The International Manufacturing Technology Show (IMTS), which runs Sept. 10-15, 2018 in Chicago, will include exhibits highlighting cobots.
No, that’s not a typo: “cobot” is a new term meaning “collaborative robot.” The term refers to devices that allow people to work in closer collaboration with automation than previously possible. Advances in software, control and sensor technology have enabled robots to stop when they “feel” something out of the ordinary, leading to greater safety in functioning alongside human workers.
According to Mike Cicco, president and CEO of FANUC America Corporation and a board member of the Association for Manufacturing Technology (AMT), which owns and produces IMTS, cobots are one of several emergent technologies that conference attendees should explore.
Cicco envisions a work cell where a robot could tend to computer numerical control (CNC), such as for loading and unloading on long part runs. The cobot could function without the need for additional guarding, while human operators could go about their routine without safety concerns. The cobot could be pushed to the side or moved to another cell for small batches or other instances where manually tending the CNC makes sense.
Mobility is also an important part of the emerging trends. “Equipment used to be bolted to the floor, but now there is a whole slew of what people are calling mobile robots, which pairs an automated guided vehicle with an articulated arm robot,” said Cicco. Mobile robot platforms can also be used to deliver parts to robots and automated cells, allowing a single robot to tend multiple machines.

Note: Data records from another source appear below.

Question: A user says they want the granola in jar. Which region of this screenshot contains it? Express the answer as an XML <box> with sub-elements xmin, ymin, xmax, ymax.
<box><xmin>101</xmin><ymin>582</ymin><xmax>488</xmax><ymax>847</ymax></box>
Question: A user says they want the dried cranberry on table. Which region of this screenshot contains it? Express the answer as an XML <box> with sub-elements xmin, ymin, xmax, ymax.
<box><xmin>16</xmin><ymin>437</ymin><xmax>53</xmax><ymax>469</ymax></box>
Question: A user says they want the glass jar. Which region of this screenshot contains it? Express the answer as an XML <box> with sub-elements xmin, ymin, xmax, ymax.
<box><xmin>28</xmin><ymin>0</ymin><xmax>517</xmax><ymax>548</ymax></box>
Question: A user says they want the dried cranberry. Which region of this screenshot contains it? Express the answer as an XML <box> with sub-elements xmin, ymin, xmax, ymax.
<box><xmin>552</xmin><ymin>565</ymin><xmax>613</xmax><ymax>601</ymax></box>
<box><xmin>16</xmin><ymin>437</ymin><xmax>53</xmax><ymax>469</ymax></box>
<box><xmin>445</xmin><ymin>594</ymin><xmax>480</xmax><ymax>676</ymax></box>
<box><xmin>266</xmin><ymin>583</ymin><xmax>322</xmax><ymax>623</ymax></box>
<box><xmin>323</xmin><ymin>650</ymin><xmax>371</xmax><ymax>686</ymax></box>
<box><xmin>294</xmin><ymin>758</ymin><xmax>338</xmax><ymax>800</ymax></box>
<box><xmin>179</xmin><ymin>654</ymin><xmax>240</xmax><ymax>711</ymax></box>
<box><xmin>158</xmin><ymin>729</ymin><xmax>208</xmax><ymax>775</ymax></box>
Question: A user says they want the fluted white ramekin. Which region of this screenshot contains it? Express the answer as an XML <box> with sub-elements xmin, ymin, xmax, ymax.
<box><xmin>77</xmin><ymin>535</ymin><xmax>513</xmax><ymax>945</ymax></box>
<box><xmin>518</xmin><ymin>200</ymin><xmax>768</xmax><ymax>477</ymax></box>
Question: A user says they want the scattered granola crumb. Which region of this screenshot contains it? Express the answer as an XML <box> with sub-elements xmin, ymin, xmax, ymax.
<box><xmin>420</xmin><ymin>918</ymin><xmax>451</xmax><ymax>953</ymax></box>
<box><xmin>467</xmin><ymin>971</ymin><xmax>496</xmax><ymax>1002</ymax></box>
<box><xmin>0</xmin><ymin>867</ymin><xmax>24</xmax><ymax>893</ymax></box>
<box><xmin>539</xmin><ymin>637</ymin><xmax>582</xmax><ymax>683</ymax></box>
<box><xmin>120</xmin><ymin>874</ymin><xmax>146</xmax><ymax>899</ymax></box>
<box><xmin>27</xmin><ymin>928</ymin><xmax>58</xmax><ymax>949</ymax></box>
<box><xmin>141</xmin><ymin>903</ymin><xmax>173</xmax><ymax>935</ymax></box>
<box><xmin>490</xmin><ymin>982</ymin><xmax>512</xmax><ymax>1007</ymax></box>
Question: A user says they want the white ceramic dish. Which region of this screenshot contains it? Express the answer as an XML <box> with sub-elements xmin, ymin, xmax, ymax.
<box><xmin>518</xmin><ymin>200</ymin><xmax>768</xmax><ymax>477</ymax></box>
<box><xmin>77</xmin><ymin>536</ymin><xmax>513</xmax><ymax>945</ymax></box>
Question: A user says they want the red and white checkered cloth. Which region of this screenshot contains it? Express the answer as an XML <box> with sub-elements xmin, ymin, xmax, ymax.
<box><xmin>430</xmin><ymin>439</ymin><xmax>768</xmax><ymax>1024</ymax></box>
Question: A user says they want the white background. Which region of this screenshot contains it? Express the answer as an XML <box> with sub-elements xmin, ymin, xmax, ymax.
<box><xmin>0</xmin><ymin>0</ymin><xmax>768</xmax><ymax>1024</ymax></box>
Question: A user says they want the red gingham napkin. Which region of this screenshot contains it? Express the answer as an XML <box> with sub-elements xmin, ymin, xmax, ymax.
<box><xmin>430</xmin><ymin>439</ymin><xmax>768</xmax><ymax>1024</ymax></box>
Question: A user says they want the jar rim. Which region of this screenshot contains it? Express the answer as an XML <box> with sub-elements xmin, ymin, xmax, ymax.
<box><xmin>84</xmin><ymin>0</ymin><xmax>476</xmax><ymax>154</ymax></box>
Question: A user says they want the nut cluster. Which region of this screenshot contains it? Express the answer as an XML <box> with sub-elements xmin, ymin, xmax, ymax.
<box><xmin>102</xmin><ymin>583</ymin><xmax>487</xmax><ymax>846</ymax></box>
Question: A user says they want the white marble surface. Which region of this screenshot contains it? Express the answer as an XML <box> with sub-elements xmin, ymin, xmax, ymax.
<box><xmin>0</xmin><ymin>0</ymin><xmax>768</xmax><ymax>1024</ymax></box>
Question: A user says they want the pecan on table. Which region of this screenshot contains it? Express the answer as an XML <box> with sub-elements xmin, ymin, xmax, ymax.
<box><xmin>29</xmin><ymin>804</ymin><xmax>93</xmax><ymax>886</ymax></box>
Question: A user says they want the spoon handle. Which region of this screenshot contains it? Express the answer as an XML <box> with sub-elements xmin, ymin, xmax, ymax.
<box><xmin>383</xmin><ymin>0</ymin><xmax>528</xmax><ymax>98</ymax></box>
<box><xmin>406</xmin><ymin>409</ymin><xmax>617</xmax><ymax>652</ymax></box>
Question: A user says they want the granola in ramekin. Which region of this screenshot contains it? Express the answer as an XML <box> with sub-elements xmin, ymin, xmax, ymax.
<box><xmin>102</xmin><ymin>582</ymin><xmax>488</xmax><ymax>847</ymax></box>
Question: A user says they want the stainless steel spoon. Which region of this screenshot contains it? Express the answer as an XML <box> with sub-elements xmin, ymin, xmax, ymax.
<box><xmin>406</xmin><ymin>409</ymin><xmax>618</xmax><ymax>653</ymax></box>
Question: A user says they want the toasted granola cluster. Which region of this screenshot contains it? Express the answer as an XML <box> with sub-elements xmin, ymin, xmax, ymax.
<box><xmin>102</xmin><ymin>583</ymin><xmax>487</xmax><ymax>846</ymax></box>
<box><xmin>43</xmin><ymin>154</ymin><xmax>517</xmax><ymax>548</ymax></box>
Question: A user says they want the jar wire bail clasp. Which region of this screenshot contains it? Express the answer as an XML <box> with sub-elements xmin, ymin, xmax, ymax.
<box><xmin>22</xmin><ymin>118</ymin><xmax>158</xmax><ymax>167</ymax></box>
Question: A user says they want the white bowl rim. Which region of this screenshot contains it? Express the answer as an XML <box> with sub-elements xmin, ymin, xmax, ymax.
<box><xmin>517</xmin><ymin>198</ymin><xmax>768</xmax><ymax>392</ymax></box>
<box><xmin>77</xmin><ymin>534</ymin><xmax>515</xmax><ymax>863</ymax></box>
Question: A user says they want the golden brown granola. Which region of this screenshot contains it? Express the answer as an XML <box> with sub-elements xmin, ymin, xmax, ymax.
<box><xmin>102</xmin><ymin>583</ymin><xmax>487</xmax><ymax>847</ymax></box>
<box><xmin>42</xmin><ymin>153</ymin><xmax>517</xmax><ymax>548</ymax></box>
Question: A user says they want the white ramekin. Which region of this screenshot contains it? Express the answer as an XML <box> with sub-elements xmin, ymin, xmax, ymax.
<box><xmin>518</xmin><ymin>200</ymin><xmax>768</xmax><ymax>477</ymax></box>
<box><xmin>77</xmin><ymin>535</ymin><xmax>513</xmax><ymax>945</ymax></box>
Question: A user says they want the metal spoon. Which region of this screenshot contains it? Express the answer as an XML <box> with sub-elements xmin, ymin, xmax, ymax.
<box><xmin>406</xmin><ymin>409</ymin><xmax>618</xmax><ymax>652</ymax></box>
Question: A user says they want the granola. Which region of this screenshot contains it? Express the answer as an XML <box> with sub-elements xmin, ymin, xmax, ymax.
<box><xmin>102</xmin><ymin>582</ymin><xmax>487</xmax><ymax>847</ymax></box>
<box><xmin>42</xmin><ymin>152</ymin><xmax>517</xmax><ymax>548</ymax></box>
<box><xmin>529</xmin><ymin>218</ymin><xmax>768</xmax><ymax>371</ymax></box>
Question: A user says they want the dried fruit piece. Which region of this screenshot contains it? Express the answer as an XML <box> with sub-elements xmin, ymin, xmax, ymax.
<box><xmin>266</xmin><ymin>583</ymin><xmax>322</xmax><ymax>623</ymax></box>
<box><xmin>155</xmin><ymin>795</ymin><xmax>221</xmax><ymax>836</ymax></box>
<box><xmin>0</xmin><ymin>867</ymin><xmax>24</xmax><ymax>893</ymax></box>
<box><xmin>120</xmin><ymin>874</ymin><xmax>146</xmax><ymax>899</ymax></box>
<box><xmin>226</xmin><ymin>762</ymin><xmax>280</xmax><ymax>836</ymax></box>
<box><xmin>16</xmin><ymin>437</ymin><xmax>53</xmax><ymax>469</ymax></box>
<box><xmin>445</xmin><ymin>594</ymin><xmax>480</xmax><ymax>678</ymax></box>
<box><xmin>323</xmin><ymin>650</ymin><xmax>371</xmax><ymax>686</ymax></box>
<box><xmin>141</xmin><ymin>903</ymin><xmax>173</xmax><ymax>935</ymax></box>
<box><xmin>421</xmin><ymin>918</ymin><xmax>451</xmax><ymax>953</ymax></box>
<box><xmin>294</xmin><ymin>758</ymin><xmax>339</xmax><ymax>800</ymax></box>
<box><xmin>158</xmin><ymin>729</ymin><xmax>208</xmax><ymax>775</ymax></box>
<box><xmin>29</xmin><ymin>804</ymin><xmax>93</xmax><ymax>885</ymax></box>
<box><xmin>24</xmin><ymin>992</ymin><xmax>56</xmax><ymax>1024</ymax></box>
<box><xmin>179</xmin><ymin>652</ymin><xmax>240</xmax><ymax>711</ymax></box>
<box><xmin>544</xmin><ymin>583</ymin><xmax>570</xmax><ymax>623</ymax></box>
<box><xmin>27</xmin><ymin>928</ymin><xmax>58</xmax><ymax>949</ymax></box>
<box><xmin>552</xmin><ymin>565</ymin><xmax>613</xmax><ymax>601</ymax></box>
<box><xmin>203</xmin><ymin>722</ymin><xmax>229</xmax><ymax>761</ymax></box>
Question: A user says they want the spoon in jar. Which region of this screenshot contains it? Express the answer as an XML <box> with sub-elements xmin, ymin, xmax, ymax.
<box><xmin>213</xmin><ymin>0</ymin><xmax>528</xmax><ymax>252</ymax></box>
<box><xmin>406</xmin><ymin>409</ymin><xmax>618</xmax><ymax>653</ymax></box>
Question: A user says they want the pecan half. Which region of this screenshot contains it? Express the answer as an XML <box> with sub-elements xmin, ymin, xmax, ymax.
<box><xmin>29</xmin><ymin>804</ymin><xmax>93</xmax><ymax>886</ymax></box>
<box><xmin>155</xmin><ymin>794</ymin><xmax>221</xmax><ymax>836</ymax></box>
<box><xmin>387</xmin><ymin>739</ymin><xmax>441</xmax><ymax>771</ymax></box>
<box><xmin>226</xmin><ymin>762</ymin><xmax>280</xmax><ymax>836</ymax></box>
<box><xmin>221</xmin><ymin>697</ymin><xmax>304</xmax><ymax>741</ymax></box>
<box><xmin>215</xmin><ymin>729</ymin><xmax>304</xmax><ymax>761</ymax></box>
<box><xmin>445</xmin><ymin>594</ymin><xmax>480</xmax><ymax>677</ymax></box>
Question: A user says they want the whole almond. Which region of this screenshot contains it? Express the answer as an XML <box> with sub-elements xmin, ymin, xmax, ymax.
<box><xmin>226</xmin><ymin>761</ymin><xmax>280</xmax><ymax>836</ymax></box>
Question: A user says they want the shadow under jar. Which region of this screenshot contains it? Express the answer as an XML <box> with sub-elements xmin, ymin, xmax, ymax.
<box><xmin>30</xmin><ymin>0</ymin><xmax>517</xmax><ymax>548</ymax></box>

The new mobile robot generation eliminates the need for re-teaching movement points when a robot is relocated. A vision system that captures images of reference dots placed on the CNC can be used to quickly recalibrate a robot’s “teach points” — potentially saving hours of programming time.
Before one draws the conclusion that such advances mean that robots will soon be taking over the world, it might be useful to consider what’s actually happening in industry: robots are taking over dull, repetitive and dangerous tasks to free scarce human resources to focus on other, typically more fulfilling jobs.
Along those lines, however, Cicco notes that the industry is running into a shortage of robotic talent. Just as job shops and manufacturers cannot find people who want to become machinists, they are having a hard time finding people to program and maintain robots.
“We want to change the mindset so people view automation as a new career opportunity or see how it enhances their current job,” Cicco said. “That’s true whether someone is a high school student, assembly worker, technician, shop owner or a PhD candidate.”